STOR-i Computing Group (STORC)
STORC is a computing group organised by students for other students on the STOR-i course. It is a chance for students to share knowledge on common programs and techniques that can be useful when tackling academic research. The sessions also allow for new software to be introduced and questions to be asked in a friendly and understanding environment.
The idea for the group came from a specific problem faced by a large research group. In many situations different students will encounter the same computing problems and find different ways to solve their own problem. This can often be time consuming when it would have been easier to ask other students that have already faced such problems. By giving each student a basic grounding in common computing techniques the group aims to reduce the likelihood of such situations. An online forum available to STOR-i students also allows for collaboration and help to be found across years and subject areas.
The group aims to meet twice a term with sessions lead by students and staff on a variety of computing issues. Information about sessions that have already happened can be found below. For more information please contact Hugo Winter, Sean Malory or Jack Baker.
Session: Good Coding Practice - Numerical Tests
Session lead: Jamie Fairbrother
An important aspect of modern research in stats and OR is the verification of new theory and methodologies through numerical testing.

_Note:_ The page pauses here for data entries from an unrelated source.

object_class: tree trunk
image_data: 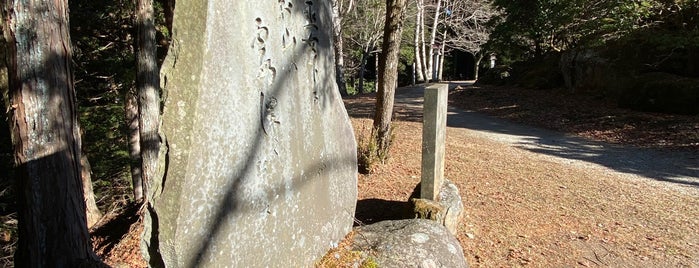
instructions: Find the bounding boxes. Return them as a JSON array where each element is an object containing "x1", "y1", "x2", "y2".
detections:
[
  {"x1": 124, "y1": 90, "x2": 143, "y2": 202},
  {"x1": 357, "y1": 48, "x2": 369, "y2": 94},
  {"x1": 373, "y1": 0, "x2": 406, "y2": 155},
  {"x1": 136, "y1": 0, "x2": 160, "y2": 203},
  {"x1": 333, "y1": 0, "x2": 348, "y2": 96},
  {"x1": 158, "y1": 0, "x2": 175, "y2": 37},
  {"x1": 427, "y1": 0, "x2": 442, "y2": 80},
  {"x1": 437, "y1": 30, "x2": 447, "y2": 81},
  {"x1": 417, "y1": 0, "x2": 430, "y2": 82},
  {"x1": 80, "y1": 153, "x2": 102, "y2": 229},
  {"x1": 413, "y1": 0, "x2": 425, "y2": 82},
  {"x1": 473, "y1": 53, "x2": 483, "y2": 80},
  {"x1": 4, "y1": 0, "x2": 98, "y2": 267}
]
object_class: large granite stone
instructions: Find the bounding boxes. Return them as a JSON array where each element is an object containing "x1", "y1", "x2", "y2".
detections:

Such numerical tests will typically involve the following steps: implementation of new algorithms; downloading and processing real-world data, or the simulation of data to be used as test input; a performance comparison of new methods against existing methods; and finally the collation and presentation of results. This sequence of actions can make managing and running code for numerical tests cumbersome. Some common issues include specifying inputs, including correct dependencies, passing output between scripts, and the labeling output tables and plots correctly. In addition, numerical experiments should also be coded in such a way that they are flexible, scalable, and repeatable.
In this session we offer several tips on the organisation of code for numerical tests. Among other topics we will cover the use of command-line arguments in test scripts, file formats used to store test results, and automation of tests.

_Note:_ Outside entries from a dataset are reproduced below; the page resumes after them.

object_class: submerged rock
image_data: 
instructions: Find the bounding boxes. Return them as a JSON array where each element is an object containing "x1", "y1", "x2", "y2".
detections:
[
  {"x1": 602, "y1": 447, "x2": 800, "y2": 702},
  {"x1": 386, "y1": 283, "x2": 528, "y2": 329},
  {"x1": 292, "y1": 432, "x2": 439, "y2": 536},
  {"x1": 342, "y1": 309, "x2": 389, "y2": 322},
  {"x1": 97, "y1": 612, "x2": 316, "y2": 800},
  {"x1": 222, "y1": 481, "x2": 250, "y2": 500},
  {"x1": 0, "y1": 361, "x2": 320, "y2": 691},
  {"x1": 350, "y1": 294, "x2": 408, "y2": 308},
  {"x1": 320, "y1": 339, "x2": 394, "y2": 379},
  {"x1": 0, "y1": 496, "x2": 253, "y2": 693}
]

The session will end with an open discussion of strategies people have employed when writing their own tests.
Session: How to use the new STORM system
Session lead: Matthew Ludkin
This session will be based around the new STORM system.

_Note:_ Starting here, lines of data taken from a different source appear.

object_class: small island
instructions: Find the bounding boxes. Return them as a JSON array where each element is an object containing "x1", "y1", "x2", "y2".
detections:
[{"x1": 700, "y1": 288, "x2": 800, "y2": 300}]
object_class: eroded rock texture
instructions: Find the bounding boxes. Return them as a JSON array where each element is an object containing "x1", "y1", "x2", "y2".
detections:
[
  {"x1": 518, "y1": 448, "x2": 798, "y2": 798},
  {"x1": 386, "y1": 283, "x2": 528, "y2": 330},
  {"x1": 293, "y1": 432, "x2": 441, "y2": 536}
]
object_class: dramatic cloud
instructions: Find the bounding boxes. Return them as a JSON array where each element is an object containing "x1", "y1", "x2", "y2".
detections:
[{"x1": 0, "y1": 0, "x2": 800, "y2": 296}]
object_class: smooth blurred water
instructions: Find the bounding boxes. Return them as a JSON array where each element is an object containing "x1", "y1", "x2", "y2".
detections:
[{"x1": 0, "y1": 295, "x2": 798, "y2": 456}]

STORM is STOR-i High Performance Computer Cluster and can be very useful if you need to perform a lot of computation.
Session: Good Coding Practice - Comments
Session lead: Emma Simpson
The STORC good coding practice sessions aim to develop students’ coding skills to be more professional. The third session is on comments.
We will discuss commenting and structuring your code. Comments are essential for anyone referring back to your code – including yourself! But commenting too much makes your code cluttered. One approach is to use good naming to make your code as self-documenting as possible. Comments can then be used to explain why rather than how.
Session: Good Coding Practice - Functions
Session lead: Dan Waller
The STORC good coding practice sessions aim to develop students’ coding skills to be more professional. The second session is on functions.
Functions are incredibly powerful. Used well they can keep your code easy to read, avoid repetitive code (no more copy and paste), and make your programs easier to test. But in order to get these advantages you need to use them well, and this is the subject of this talk and discussion.
Session: Good Coding Practice - Naming
Session lead: Matt Ludkin
The STORC good coding practice sessions aim to develop students’ coding skills to be more professional. The first session is on naming.
What's in a name? This talk will discuss the principles behind naming objects for writing clean and clear code. A number of guidelines will be presented to help you write code that is usable by others. A number of examples are given to highlight the concepts and explain why they are important. The talk will end with a group discussion and a collaborative application of ideas to a sample program.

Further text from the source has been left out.